In this tutorial we’ll see how to convert HTML to PDF in Java using Openhtmltopdf and PDFBox.
Check another option to convert HTMP to PDF in this post- HTML to PDF in Java + Flying Saucer and OpenPDF
How does it work
Let’s first understand what do the libraries mentioned here do-
- Open HTML to PDF is a pure-Java library for rendering arbitrary well-formed XML/XHTML (and even HTML5) using CSS 2.1 for layout and formatting, outputting to PDF or images.
- jsoup library is used for parsing HTML using the best of HTML5 DOM methods and CSS selectors. That gives you a well formed HTML (XHTML) that can be passed to the Openhtmltopdf.

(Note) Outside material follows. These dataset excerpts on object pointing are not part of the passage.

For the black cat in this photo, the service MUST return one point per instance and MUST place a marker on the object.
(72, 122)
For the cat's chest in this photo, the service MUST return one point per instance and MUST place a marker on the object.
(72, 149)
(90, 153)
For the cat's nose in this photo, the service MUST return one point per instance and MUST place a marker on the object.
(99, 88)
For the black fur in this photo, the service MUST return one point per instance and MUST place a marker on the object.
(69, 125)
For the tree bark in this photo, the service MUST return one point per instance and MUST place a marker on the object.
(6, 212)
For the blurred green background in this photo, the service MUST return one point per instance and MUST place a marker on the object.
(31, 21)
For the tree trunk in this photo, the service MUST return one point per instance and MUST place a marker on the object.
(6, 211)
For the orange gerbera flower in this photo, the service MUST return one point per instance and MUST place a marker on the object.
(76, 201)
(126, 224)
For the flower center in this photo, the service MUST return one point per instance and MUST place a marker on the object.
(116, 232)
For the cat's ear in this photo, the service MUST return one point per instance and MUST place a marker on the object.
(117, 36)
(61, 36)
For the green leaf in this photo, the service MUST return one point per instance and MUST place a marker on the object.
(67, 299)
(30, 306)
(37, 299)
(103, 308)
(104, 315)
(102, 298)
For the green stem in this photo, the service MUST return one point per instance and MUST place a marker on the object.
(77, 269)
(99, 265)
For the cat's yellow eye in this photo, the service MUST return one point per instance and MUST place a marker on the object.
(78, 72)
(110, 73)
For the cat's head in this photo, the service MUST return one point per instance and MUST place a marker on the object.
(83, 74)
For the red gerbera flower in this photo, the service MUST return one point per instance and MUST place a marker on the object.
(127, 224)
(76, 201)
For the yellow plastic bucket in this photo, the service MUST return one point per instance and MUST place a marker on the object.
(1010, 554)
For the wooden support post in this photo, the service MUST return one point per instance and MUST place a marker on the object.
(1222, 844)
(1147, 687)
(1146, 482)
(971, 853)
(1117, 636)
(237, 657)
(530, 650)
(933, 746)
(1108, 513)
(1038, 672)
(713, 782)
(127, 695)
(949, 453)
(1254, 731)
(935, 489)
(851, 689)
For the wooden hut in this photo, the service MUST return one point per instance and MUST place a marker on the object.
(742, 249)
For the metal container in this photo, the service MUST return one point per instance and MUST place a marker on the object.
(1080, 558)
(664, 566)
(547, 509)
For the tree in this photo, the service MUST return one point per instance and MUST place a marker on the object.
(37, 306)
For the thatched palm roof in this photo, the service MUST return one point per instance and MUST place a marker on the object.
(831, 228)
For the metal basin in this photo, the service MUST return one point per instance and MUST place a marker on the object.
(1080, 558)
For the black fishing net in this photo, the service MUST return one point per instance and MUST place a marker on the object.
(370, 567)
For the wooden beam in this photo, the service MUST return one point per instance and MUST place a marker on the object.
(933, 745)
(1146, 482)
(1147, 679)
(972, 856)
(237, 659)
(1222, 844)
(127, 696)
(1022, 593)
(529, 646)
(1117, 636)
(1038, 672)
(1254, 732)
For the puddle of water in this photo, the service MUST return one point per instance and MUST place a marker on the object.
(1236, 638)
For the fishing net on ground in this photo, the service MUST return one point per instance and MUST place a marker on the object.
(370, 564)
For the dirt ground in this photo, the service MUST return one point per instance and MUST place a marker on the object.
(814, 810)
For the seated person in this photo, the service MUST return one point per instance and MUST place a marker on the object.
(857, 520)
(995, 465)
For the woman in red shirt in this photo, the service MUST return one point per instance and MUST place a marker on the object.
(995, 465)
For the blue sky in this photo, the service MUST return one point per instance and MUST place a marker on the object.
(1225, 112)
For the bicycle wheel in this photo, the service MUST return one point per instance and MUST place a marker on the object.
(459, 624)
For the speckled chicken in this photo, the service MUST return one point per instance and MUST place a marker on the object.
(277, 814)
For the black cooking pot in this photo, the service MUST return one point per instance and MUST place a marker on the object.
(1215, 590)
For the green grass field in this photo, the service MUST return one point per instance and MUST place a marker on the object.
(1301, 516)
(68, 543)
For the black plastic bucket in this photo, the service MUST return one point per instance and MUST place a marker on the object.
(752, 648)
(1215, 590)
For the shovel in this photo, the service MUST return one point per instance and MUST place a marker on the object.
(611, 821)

- Openhtmltopdf uses the open-source PDFBOX as PDF library which generates PDF document from the rendered representation of the XHTML returned by Openhtmltopdf.
Maven Dependencies
To get the above mentioned libraries you need to add following dependencies to your pom.xml
<dependency> <groupId>com.openhtmltopdf</groupId> <artifactId>openhtmltopdf-core</artifactId> <version>1.0.6</version> </dependency> <!--supports PDF output with Apache PDF-BOX --> <dependency> <groupId>com.openhtmltopdf</groupId> <artifactId>openhtmltopdf-pdfbox</artifactId> <version>1.0.6</version> </dependency> <dependency> <groupId>org.jsoup</groupId> <artifactId>jsoup</artifactId> <version>1.13.1</version> </dependency>
Convert HTML to PDF Java example
In this Java program to convert HTML to PDF using Openhtmltopdf and PDFBox we’ll try to cover most of the scenarios that you may encounter i.e. image in HTML, external and inline styling, any external font.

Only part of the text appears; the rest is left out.